Kedua, implikasi bagi
sekolah Islam, bahwa sekolah yang di bawah yayasan agama Islam perlu lebih
meningkatkan kualitas layanan pendidikannya, sehingga sekolah tersebut dapat
melayani lebih banyak peserta didik yang beragama Islam. Dengan begitu
pendidikan agamanya lebih terjamin. Memang untuk merealisasikannya tidaklah
mudah, namun dengan segala keterbatasannya sekolah-sekolah Islam perlu terus
memantapkan manajemen, up-grading tenaga kependidikan, dan rekrutmen tenaga
baru lebih selektif.
Ketiga, implikasi bagi organsisasi sosial keagamaan, bahwa peserta didik yang
belajar di sekolah yang berada di bawah yayasan agama lain perlu terus dibantu
pendidikan agamanya oleh individu atau organisasi sosial keagamaan secara
proaktif, di samping oleh pemerintah dan atau pemerintah daerah yang memang
bertanggung jawab menfasilitasinya.
Keempat, implikasi bagi pendidik (guru) agama, bahwa untuk menjamin pilihan anak
dalam beragama, pendidik (guru) agama perlu mempertimbangkan materi dan cara
yang sesuai dengan kebutuhan peserta didik, sehingga dapat dihindari adanya
konflik internal.
Kelima, implikasi bagi orangtua, bahwa untuk keberhasilan pendidikan agama
orangtua bertanggung jawab untuk menjadi uswah hasanah dalam beragama di rumah
dan menciptakan lingkungan dan iklim yang kondusif bagi kehidupan beragama
anaknya.
Keenam, implikasi bagi manajemen pendidikan agama, bahwa untuk dapat menghindari
reduksi pendidikan agama, maka pelaksanaan pendidikan agama tidaklah cukup
hanya mengandalkan kegiatan pengajaran agama. Jika kondisi ini tidak
dikendalikan, maka tidak menutup kemungkinan dapat terjadi praktek “kemurtadan”
secara terselubung, misalnya peserta didik mengambil paket pendidikan agama
lainnya hanya untuk memperoleh nilai yang lebih tinggi.

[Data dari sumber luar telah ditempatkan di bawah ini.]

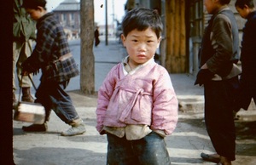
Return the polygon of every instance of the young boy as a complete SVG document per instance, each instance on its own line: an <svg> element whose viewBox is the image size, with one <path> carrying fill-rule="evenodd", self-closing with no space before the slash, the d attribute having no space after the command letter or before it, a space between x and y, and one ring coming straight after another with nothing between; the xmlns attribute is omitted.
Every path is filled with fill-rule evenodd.
<svg viewBox="0 0 256 165"><path fill-rule="evenodd" d="M37 21L37 45L32 55L22 63L23 74L36 74L42 70L41 83L36 93L36 102L41 103L46 112L44 124L23 127L26 132L46 131L51 109L67 124L72 126L62 132L63 136L81 134L85 132L82 119L64 91L69 79L79 75L73 57L61 25L53 13L45 9L45 0L24 0L22 7Z"/></svg>
<svg viewBox="0 0 256 165"><path fill-rule="evenodd" d="M241 42L239 107L247 110L252 98L256 101L256 9L253 0L236 0L236 9L247 21L243 28Z"/></svg>
<svg viewBox="0 0 256 165"><path fill-rule="evenodd" d="M205 121L217 154L201 153L204 160L231 165L236 159L234 96L240 70L236 20L228 8L230 0L205 0L208 22L200 50L200 71L195 84L204 85Z"/></svg>
<svg viewBox="0 0 256 165"><path fill-rule="evenodd" d="M154 60L162 23L148 9L135 9L122 22L128 56L98 91L96 129L107 134L107 163L171 164L164 138L177 122L177 100L167 71Z"/></svg>

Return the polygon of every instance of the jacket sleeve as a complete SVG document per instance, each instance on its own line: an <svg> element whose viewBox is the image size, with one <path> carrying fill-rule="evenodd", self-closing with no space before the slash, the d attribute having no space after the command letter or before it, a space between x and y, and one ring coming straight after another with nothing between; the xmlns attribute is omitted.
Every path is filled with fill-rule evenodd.
<svg viewBox="0 0 256 165"><path fill-rule="evenodd" d="M162 70L154 84L154 106L152 110L152 130L162 130L171 134L177 122L178 102L166 70Z"/></svg>
<svg viewBox="0 0 256 165"><path fill-rule="evenodd" d="M219 14L214 19L211 41L216 53L207 61L207 65L212 72L218 74L233 54L231 23L227 16Z"/></svg>
<svg viewBox="0 0 256 165"><path fill-rule="evenodd" d="M111 96L113 93L117 81L119 67L114 66L107 75L102 85L98 90L98 100L96 107L96 129L101 134L103 128L103 121Z"/></svg>

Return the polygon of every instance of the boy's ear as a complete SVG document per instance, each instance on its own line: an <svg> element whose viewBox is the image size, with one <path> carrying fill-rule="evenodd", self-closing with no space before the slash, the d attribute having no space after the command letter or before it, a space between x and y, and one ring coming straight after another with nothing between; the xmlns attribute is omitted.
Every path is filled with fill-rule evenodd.
<svg viewBox="0 0 256 165"><path fill-rule="evenodd" d="M157 48L159 48L160 43L161 43L161 40L162 40L162 37L160 37L158 38L158 45L157 45Z"/></svg>
<svg viewBox="0 0 256 165"><path fill-rule="evenodd" d="M44 8L43 8L42 6L38 6L37 9L40 11L44 11Z"/></svg>
<svg viewBox="0 0 256 165"><path fill-rule="evenodd" d="M126 40L126 38L125 38L125 37L124 34L121 34L121 39L122 39L124 47L125 47L125 40Z"/></svg>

Ketujuh, implikasi bagi masyarakat, bahwa pendidikan agama akan meraih keberhasilan
yang berarti, manakala masyarakat memberikan dukungan positif melalui
penciptaan lingkungan fisik, sosial dan budaya yang tidak bertentangan dengan
ajaran agama. Misalnya, masyarakat mampu memerankan dirinya dalam menyaring
budaya asing yang destruktif, yang sangat membahayakan moral peserta didik.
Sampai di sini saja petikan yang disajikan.